Technology Preserves Librarians

While advances in technology continue to rapidly improve our daily lives and enhance our ability to expand our collective knowledge, these advances carry the potential undesirable effect of information overload, which in turn could then hamper our ability to further our knowledge. Technological advances have increased our ability to observe and collect data and have increased the speed of communicating any knew information, which has the effect of increasing the amounts of and the discovery rates of new knowledge and information. While new technologies are developed to help cope with storing all of this new information, one is left to wonder if there is too much.
Technology has always helped our species drive forward in our quest for knowledge, understanding, and information, but now as we use technology to improve technology, the rate of technological advancements has vastly increased and continues to dramatically increase, thereby rapidly increasing our knowledge base. Technological advances in communications have also improved the ease and speed of communicating information across the globe and beyond. This improvement in communication and the spread of knowledge helps foster the generation of new information as other people use and work off of that newly communicated information. Technology has also made publishing much more efficient, meaning we as a species can turn out much more information quickly and cheaply. This also means that the publishing community in general does not have to be as critical in what actually gets published since such a great quantity can be published. This phenomenon has the effect of both increasing the amount of information being spread, but it also has the effect of spreading useless or bad information into our collective knowledge base. All of these situations help grow our knowledge base at an ever increasing rate.
Fortunately, technology has also developed methods that aid us in storing all of this information.
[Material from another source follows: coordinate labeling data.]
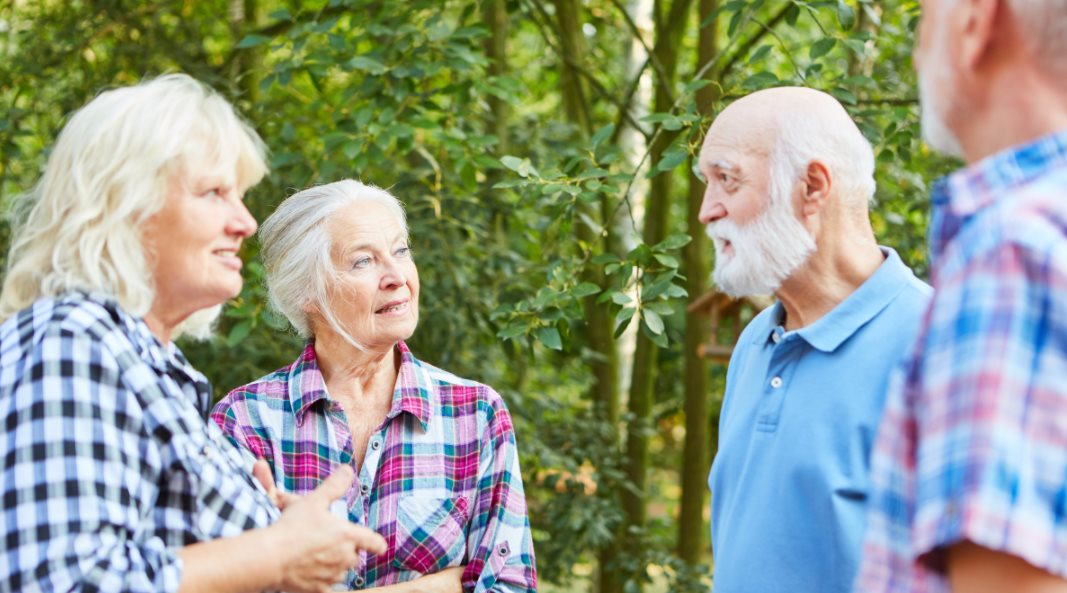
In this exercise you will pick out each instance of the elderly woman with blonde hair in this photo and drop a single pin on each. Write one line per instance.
(434, 454)
(112, 480)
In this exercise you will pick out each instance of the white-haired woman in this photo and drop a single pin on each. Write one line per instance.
(111, 478)
(434, 454)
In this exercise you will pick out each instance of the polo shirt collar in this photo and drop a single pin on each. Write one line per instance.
(412, 394)
(863, 304)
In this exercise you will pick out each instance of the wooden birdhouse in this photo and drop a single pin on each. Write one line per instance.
(728, 318)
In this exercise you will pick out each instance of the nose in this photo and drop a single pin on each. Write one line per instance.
(241, 222)
(393, 276)
(712, 208)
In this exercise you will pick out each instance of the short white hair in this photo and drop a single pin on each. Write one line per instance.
(1044, 25)
(805, 138)
(80, 227)
(296, 247)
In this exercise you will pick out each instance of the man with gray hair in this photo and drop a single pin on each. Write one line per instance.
(789, 180)
(969, 474)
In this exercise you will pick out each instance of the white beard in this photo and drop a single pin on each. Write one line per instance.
(765, 252)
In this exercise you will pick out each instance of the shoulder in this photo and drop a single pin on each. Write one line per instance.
(270, 390)
(64, 326)
(465, 396)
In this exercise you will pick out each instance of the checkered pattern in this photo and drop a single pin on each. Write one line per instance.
(440, 480)
(973, 445)
(107, 464)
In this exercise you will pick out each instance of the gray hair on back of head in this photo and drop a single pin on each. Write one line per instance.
(805, 138)
(297, 247)
(1044, 26)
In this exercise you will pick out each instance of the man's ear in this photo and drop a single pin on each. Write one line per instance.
(816, 188)
(975, 21)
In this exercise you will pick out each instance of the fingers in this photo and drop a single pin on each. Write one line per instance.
(365, 539)
(334, 486)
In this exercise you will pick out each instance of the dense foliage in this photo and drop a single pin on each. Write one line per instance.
(543, 150)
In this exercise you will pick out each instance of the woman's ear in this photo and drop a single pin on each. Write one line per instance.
(816, 188)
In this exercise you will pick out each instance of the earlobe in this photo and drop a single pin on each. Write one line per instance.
(816, 188)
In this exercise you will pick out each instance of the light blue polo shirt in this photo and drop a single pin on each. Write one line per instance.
(801, 409)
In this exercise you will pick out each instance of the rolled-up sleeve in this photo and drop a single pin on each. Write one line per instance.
(78, 476)
(499, 547)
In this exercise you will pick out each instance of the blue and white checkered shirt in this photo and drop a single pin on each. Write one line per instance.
(973, 444)
(107, 464)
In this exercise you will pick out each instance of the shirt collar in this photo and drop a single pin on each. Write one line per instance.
(957, 196)
(831, 330)
(413, 391)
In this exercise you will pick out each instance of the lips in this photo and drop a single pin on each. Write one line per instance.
(393, 307)
(228, 257)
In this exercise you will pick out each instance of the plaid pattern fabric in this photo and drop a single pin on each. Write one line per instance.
(107, 464)
(973, 445)
(440, 480)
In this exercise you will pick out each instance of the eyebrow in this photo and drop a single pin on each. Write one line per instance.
(719, 163)
(368, 246)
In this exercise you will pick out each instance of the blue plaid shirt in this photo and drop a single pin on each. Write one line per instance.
(107, 465)
(973, 445)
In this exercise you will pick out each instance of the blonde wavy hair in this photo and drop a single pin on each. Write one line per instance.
(80, 227)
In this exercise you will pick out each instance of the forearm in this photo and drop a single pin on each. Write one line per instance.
(973, 569)
(247, 563)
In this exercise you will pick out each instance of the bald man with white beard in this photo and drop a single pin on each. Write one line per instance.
(789, 180)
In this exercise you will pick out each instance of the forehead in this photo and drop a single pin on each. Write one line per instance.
(364, 222)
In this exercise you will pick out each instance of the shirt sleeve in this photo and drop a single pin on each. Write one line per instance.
(991, 409)
(499, 546)
(78, 477)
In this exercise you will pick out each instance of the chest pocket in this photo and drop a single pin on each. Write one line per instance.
(430, 533)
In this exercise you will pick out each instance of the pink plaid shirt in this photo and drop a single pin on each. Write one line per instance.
(440, 480)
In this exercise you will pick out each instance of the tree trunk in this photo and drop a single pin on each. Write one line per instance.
(670, 28)
(695, 261)
(604, 390)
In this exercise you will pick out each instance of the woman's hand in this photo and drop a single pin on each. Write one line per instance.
(315, 546)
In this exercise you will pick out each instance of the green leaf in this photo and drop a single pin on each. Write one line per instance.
(846, 16)
(602, 134)
(671, 160)
(252, 41)
(653, 320)
(367, 64)
(822, 47)
(585, 289)
(550, 337)
(622, 320)
(760, 80)
(512, 331)
(673, 241)
(667, 260)
(759, 53)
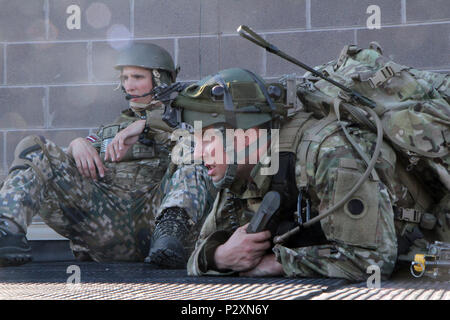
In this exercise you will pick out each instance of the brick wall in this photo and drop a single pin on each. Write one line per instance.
(59, 82)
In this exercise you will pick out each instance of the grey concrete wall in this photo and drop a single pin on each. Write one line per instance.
(59, 82)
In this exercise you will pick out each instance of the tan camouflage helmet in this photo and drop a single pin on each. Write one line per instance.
(148, 56)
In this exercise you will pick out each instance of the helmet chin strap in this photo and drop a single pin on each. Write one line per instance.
(229, 177)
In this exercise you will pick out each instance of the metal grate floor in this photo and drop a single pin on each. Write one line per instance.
(135, 281)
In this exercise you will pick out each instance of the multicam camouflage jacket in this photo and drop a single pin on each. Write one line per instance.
(355, 239)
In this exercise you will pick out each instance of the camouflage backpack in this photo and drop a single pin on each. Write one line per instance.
(413, 105)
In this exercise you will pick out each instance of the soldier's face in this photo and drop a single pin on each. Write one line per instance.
(211, 151)
(137, 81)
(209, 147)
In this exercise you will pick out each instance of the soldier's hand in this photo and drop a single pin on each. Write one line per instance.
(268, 266)
(243, 251)
(86, 158)
(116, 150)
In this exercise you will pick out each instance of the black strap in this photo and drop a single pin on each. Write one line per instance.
(265, 93)
(230, 115)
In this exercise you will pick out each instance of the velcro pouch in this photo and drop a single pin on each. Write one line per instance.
(356, 222)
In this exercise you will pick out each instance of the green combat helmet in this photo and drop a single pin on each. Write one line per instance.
(233, 98)
(236, 97)
(149, 56)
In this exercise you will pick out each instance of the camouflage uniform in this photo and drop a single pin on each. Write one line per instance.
(112, 218)
(340, 258)
(358, 234)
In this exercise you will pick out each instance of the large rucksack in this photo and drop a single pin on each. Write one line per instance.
(413, 105)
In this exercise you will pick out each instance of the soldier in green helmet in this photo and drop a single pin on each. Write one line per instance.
(297, 170)
(109, 192)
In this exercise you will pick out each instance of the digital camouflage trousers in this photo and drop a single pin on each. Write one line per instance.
(113, 217)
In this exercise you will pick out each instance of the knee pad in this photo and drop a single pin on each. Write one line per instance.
(25, 147)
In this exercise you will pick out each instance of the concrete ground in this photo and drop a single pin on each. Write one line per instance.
(67, 279)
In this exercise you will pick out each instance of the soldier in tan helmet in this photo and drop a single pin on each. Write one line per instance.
(314, 179)
(108, 189)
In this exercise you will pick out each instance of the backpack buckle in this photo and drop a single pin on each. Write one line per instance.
(381, 76)
(407, 214)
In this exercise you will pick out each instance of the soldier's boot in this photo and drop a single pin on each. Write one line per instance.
(14, 247)
(167, 249)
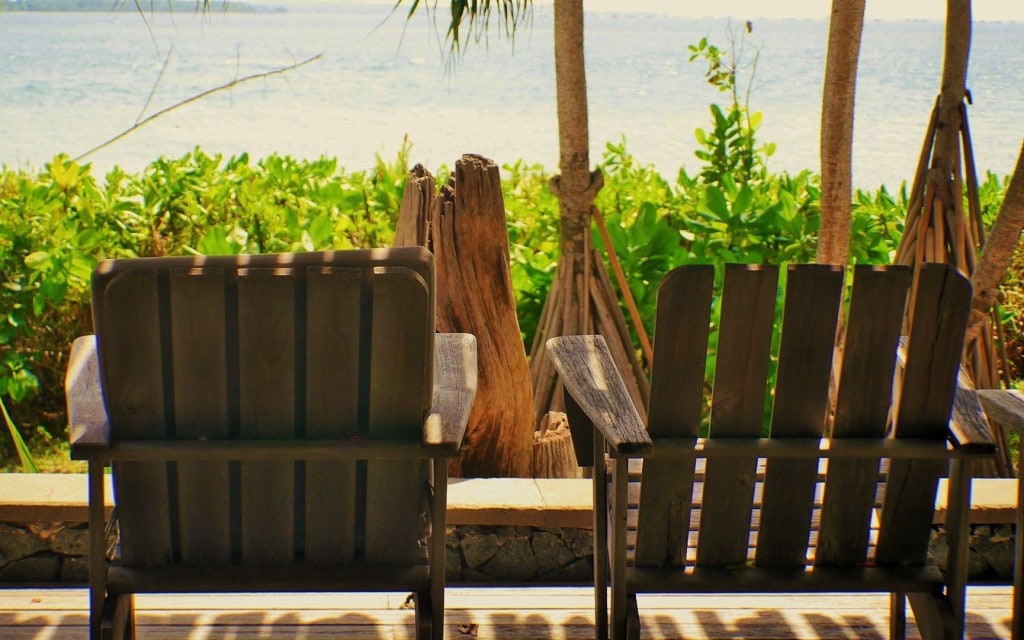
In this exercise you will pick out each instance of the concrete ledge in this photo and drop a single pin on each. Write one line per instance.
(524, 502)
(47, 497)
(993, 501)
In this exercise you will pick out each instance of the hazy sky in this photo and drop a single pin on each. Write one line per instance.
(877, 9)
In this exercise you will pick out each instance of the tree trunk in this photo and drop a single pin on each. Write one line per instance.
(998, 249)
(465, 227)
(845, 30)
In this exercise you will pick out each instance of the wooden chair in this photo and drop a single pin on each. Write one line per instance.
(1006, 407)
(752, 524)
(273, 423)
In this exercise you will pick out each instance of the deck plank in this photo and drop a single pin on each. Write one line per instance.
(532, 613)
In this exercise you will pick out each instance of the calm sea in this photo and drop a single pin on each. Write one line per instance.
(70, 81)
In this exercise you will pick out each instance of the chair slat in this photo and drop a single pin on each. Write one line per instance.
(812, 306)
(940, 315)
(399, 360)
(266, 409)
(677, 394)
(862, 408)
(737, 409)
(133, 370)
(201, 410)
(333, 329)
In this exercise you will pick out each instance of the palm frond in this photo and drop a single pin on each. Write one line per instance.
(471, 19)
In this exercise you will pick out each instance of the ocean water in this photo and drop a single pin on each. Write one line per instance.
(71, 81)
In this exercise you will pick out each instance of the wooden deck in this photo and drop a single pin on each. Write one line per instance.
(506, 612)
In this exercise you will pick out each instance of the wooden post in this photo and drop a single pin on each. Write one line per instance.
(465, 227)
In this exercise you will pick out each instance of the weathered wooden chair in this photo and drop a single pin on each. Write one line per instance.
(1007, 408)
(752, 524)
(273, 423)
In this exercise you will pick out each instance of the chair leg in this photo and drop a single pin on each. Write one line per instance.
(935, 616)
(425, 619)
(601, 567)
(118, 621)
(632, 619)
(897, 615)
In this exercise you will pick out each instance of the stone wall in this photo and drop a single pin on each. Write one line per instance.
(55, 553)
(478, 554)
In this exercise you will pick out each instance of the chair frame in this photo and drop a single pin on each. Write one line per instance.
(111, 587)
(598, 402)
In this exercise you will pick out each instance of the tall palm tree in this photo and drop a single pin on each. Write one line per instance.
(845, 30)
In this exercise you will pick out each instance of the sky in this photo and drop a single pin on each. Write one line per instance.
(750, 9)
(875, 9)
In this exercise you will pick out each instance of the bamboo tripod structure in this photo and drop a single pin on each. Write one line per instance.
(591, 308)
(938, 228)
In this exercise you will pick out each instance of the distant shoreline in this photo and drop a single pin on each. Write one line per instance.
(157, 6)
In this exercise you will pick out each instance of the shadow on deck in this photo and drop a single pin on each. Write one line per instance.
(514, 613)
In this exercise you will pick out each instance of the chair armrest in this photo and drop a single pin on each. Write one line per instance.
(455, 388)
(590, 376)
(1005, 407)
(969, 427)
(90, 426)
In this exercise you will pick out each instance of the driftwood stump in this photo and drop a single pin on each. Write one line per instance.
(465, 227)
(553, 453)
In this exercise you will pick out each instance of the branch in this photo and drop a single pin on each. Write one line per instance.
(194, 98)
(998, 249)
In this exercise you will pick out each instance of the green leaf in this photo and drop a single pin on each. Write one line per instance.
(743, 199)
(23, 449)
(37, 260)
(716, 202)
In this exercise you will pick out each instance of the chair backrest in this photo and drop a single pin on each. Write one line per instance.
(762, 511)
(331, 346)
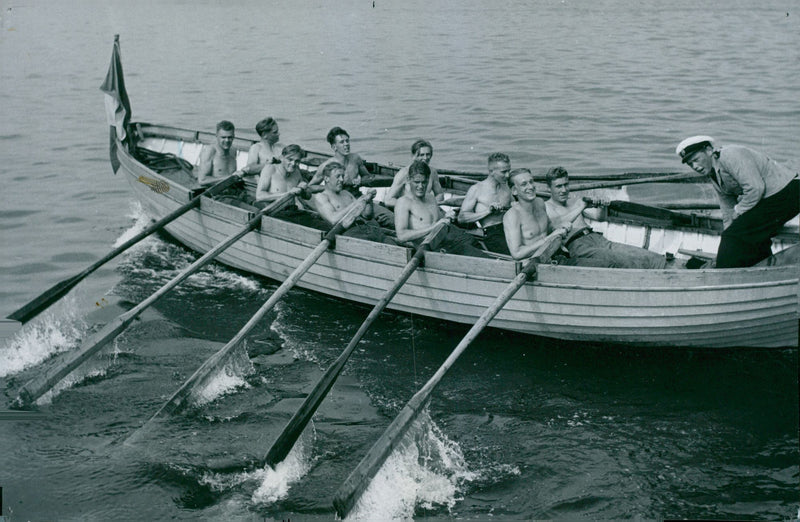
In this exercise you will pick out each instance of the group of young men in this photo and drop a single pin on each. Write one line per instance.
(504, 210)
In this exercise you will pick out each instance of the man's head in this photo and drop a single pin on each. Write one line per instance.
(267, 129)
(418, 174)
(225, 134)
(558, 181)
(339, 140)
(522, 185)
(333, 173)
(697, 152)
(422, 150)
(499, 166)
(291, 155)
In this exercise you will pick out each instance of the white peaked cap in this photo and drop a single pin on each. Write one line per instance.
(689, 145)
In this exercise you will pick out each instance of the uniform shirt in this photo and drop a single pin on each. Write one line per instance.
(743, 177)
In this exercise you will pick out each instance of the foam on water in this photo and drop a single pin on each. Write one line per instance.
(426, 469)
(227, 379)
(294, 339)
(140, 221)
(55, 331)
(275, 483)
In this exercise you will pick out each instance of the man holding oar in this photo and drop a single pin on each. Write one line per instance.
(526, 223)
(218, 161)
(587, 247)
(417, 213)
(421, 150)
(333, 203)
(354, 171)
(486, 201)
(265, 150)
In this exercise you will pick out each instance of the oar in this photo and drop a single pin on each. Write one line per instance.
(359, 479)
(286, 440)
(589, 185)
(44, 382)
(178, 399)
(654, 215)
(57, 291)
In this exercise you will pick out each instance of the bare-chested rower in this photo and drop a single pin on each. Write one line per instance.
(218, 161)
(526, 223)
(334, 202)
(420, 150)
(354, 171)
(486, 202)
(279, 178)
(262, 152)
(417, 213)
(587, 247)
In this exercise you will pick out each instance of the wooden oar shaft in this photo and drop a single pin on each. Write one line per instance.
(178, 399)
(359, 479)
(41, 384)
(292, 431)
(60, 289)
(208, 368)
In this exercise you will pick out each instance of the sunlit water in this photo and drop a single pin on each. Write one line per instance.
(521, 427)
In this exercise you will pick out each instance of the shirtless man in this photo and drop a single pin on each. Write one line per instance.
(486, 202)
(262, 153)
(354, 170)
(526, 223)
(279, 178)
(586, 247)
(421, 150)
(218, 161)
(334, 202)
(417, 213)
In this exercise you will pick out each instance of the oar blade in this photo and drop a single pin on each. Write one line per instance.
(294, 429)
(45, 299)
(46, 380)
(358, 481)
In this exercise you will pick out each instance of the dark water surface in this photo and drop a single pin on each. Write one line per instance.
(521, 427)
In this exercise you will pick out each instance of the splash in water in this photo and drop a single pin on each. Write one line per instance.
(57, 330)
(426, 469)
(275, 483)
(227, 379)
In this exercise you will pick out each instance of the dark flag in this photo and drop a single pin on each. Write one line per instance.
(118, 107)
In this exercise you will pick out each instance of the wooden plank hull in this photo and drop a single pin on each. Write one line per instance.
(754, 307)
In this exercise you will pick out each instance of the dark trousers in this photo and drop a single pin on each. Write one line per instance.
(494, 237)
(748, 239)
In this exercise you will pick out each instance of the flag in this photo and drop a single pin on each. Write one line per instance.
(118, 107)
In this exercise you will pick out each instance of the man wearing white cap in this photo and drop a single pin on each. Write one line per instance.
(756, 195)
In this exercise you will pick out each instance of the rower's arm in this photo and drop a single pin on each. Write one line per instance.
(467, 213)
(264, 182)
(205, 166)
(253, 163)
(402, 223)
(438, 191)
(576, 208)
(396, 190)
Digital libraries and databases allow us to store vast amounts of information in relatively small areas. However, know that we have all of this knowledge and information, scholars and other people need to sift through it all in order to find the relevant information they are seeking. With all the information out there, this can seem like a daunting task. It would almost be a full-time job for someone in a particular discipline to keep up with all the information in their field alone. In order to move their field forward, they need to be able to work off of the information already generated, which means they need to be able to find it in the first place. Just sitting down and attempting to sift through all the information that is out there could easily overwhelm a person and prevent them from finding what they need to know, which in turn prevents them from generating any new information. This situation places librarians in a new and very important position. Having trained individuals in place working with other disciplines in order to help gather, organize, and maneuver through the seemingly endless amounts of information becomes indispensable if our species is to continue in our quest for knowledge and information. Far from negating the need for librarians, technology has developed a situation where librarians, with new technologies and skills, are desperately needed to help control the storage and flow of information.